Downloading a Pew Dataset and Using SPSS for Analysis: Part One

Downloading a Pew Dataset and Using SPSS for Analysis: Part One

Downloading a Pew Dataset and Using SPSS for Analysis: Part One

Where will you get a dataset that you can manipulate in SPSS?
Find an appropriate dataset off of the various PewResearchCenter websites. In our class workshop on SPSS, we will be using a dataset we will download from:
To find links to the various Pew special research units (e.g., global issues, Hispanic issues, religion and society, etc.), go to:
If you aren’t sure what you want to do your project on, the best place to start is by reviewing “survey reports,” which are quick summaries of surveys with some initial findings. Among other information, these reports identify the date in which the related survey was administered so that you can find and download it from Pew’s data archive. If you have a pretty good idea of what you want to study, you can use the “search” function to help you identify
Once you have found a survey that looks like what you need, you will need to the data archives download your survey:

  1. Select “Download”
  2. You will need to sign-up for a use id (email address) and password the first time you download data. Pick something easy to remember or write it down so you have access to it easily in class labs. Fill in the necessary personal information when prompted by the Pew website. Pew asks for this information because they want to show to donors that that many constituencies are using their data; I’ve never had them share my information. .
  3. When you click on the download button, you will be saving a compressed (“zipped) file that has at least three different, important files (the one with the *.sav extension is an SPSS-ready dataset that has all of the survey’s respondents compiled in an excel-like spreadsheet, a second file will explains the survey’s methodology, and a third--the “codebook”--which gives you the exact wording used for every question in the survey and details how specific questions are named in the dataset).
  4. You should save and extract the compressed (.ZIP) file to your O-drive (a virtual drive specific to you that should be ready to access on all university computers once you log in ( computer->your HPU storage drive) or a flash drive. You want these three files will always be in the same location (i.e., the same exactly pathway) whenever you ask the SPSS program to get your dataset for analysis. Remember, you have to extract the data or SPSS will not be able to open the file. Also, T IS ALWAYS A GREAT IDEA TO SAVE A COPY OF YOUR DATA IN CASE SOMETHING GOES WRONG WITH YOUR WORKING VERSION.

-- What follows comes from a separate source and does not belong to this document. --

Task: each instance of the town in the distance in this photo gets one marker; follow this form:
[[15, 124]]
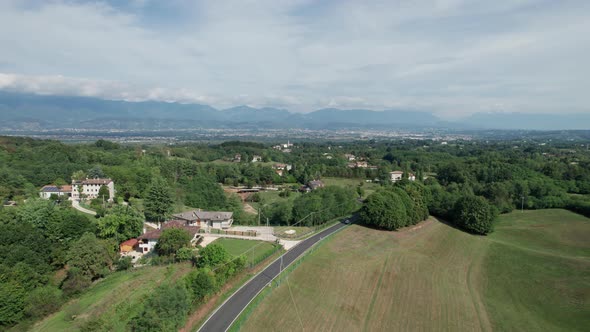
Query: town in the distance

WHAT ARE YOU SUPPOSED TO DO WITH A DATASET ONCE IT IS DOWNLOADED?
Once you have extracted and saved the files you will be able to review three important types of files.

  1. First, review the methodology text (or pdf) file in order to see how many respondents were interviewed for the survey, who was surveyed (is the sample representative of all Americans? Of young people? Of Latinos), what the margin of error is, and how different demographic groups have been weighted to make the sample more representative of the population it is supposed to mirror. You will need to have access to this file when you write up the “methods” section of your research paper.
  2. Next, carefully review the codebook, aka the questionnaire (for Pew, this file usually has “que” in the title for “questionnaire”) in order to find your variables of interest and appropriate control variables. This will allow you to answer important questions like: What is the structure of the variable that you are trying to explain (e.g., whether someone supports torturing suspected terrorists)? What other variables might be used as indicators for the factors that you think are likely to impact your primary variable of interest (e.g., religiosity or level of education). Looking through the codebook for your variables is much easier and less confusing than trying to look through the dataset (in variable view) in SPSS’s data editor window, so take your time and read through the questions and responses. Think and take notes about how these variables may need to be changed to make them more useful in your analysis and visual presentation of data.
  3. Once you have isolated some variables of interest and noted their variable names, it will be time to open the main dataset so that you can use SPSS to:
    a) recode all of the variables that need to be “cleaned” up before we can analyze them,
    b) compute any new variables we may want to make by combining data from multiple questions, and
    c) begin analyzing the data once our dataset has been“cleaned” (i.e. recoded to deal with missing data and other issues) and saved.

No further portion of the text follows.